Beda masa, Beda cara : Haruskah kita mudik saat Pandemi Covid-19?

MEMASUKI pertengahan bulan Ramadhan, kita sudah mulai disibukkan dengan berbagai persiapan akhir Ramadhan. Segala macam persiapan seperti menyediakan makanan, bersih-bersih rumah dan kegiatan lainnya. Salah satu yang menjadi bagian tak terpisahkan setiap Ramadhan yaitu pulang kampung atau biasa disebut mudik. Tradisi Mudik di Indonesia sudah ada dari dulu bisa disebut seperti rutinitas tahunan menjelang akhir Ramadhan. Waktunya sendiri tidak menentu, ada yang mudik sejak awal Ramadhan, tidak sedikit pula yang mudik menjelang Ramadhan berakhir, tentu tergantung kesibukan dan selesainya perkerjaan masing-masing orang.

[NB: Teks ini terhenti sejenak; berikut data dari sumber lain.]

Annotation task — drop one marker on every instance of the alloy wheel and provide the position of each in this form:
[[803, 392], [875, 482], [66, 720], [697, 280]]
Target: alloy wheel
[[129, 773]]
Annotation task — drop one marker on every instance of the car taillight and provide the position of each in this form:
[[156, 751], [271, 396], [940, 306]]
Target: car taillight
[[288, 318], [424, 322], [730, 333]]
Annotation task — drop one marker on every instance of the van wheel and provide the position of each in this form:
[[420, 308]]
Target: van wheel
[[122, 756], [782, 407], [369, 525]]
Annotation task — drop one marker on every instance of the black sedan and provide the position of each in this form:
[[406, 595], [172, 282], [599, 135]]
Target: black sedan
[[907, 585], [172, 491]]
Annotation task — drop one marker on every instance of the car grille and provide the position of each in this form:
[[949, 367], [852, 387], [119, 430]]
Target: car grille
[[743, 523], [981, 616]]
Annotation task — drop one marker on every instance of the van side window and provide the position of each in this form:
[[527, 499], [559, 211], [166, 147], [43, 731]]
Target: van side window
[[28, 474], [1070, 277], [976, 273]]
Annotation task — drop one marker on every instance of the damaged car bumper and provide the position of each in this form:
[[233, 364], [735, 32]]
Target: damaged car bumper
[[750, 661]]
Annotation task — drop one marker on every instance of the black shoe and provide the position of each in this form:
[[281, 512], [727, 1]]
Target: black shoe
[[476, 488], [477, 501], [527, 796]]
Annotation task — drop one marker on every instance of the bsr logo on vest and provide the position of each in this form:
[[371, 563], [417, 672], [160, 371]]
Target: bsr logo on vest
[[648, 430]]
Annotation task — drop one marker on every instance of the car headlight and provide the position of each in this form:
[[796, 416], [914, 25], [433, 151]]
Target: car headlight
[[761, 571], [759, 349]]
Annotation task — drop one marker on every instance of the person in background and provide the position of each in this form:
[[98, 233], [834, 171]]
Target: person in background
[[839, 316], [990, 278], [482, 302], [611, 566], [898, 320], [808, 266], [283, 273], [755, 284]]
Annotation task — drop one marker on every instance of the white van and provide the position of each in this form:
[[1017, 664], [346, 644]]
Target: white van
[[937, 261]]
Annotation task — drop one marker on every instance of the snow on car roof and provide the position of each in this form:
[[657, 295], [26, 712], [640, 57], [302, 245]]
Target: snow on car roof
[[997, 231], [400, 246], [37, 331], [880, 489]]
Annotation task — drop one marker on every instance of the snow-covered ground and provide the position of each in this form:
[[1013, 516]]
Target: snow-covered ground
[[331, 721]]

Mudik bisa disebut sebagai bentuk sosial yang bisa bernilai ibadah jika diniatkan sebagai sarana silaturahim dengan orang tua, keluarga dan sanak saudara yang berada di kampung halaman. Niat yang baik ini memiliki beberapa keutamaan seperti bertambahnya rezeki dan dipanjangkan umur seseorang. Sebagaimana Hadist yang dari Sahabat Anas bin Malik ini yang artinya “Barang siapa yang ingin dilapangkan rezekinya dan ditangguhkan ajalnya (dipanjangkan umurnya), hendaklah ia bersilaturrahim”. (HR. Bukhari Muslim)

Maksud hadist tersebut juga telah dijelaskan oleh beberapa Imam, salah satunya Imam Nawawi dalam Syarah Shahih Muslim menjelaskan bahwa maksud “dilapangkan rezekinya” adalah diluaskan dan dijadikan banyak hartanya, dan menurut pendapat lain artinya diberi keberkahan harta (meskipun tidak bertambah banyak secara lahiriyah, tapi nilai kebermanfaatannya tinggi). Lalu bertambahnya usia yang dimaksud dalam Hadist tersebut maknanya adalah bermanfaatnya hidup selama usia yang memang telah ditentukan Allah SWT sejak zaman sebelumnya manusia dilahirkan.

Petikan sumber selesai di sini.